Most people know of the compound assignment operators, such as +=, -=, <<=, and others. It is generally thought that these compound operators can be broken into simple operators like this:
x += y is equivalent to x = x + y
x -= y is equivalent to x = x - y
etc.
However, although this is pretty close, it doesn't tell the whole story. What happens if you compile and execute this code?
|
byte b = 10; b = b + 5; |
|
byte b = 10; b += 5; |
The reason this works is because the compound assignment operator isn't exactly equivalent to what we showed above. Instead, the compound assignment operator includes an implict cast to the type of the left-hand operand. So, if we were to break apart the compound operator, it would look like this:
b += 5 is equivalent to b = (byte)(b + 5)
Because of the implicit cast, the compiler doesn't complain about this line. With that in mind, you need to be aware that a compound assignment operator will allow you to overflow variables without giving you any sort of warning. What does the following print?
|
byte b = 10; b += 130; System.out.println(b); |
The output of that code is -116. We lost some data because the compound assignment operator includes an implicit cast and the compiler never warned us that we were doing something dangerous. Keep that in mind.
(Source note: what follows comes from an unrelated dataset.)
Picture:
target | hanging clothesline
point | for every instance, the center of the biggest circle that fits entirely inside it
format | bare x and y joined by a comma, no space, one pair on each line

You can read all about compound assignment operators in the JLS §15.26.2 Compound Assignment Operators.
Corey
byte b = 5;
b =+ 5;
Is exactly the same as writing this:
b = 5;
if I have int a=1,b=2,c=3; a+=b+=c+=7; what is the equiv statment that is fully parenthesized? and what are the values for a,b,c. Thanks for any help
To me, that looks like a homework problem and I can't say I want to answer people's homework for them. I will, however, say that the values for a, b, and c are easily determined by simply compiling and executing the code. Given that, work backwards and work out what the parenthesized equation would be.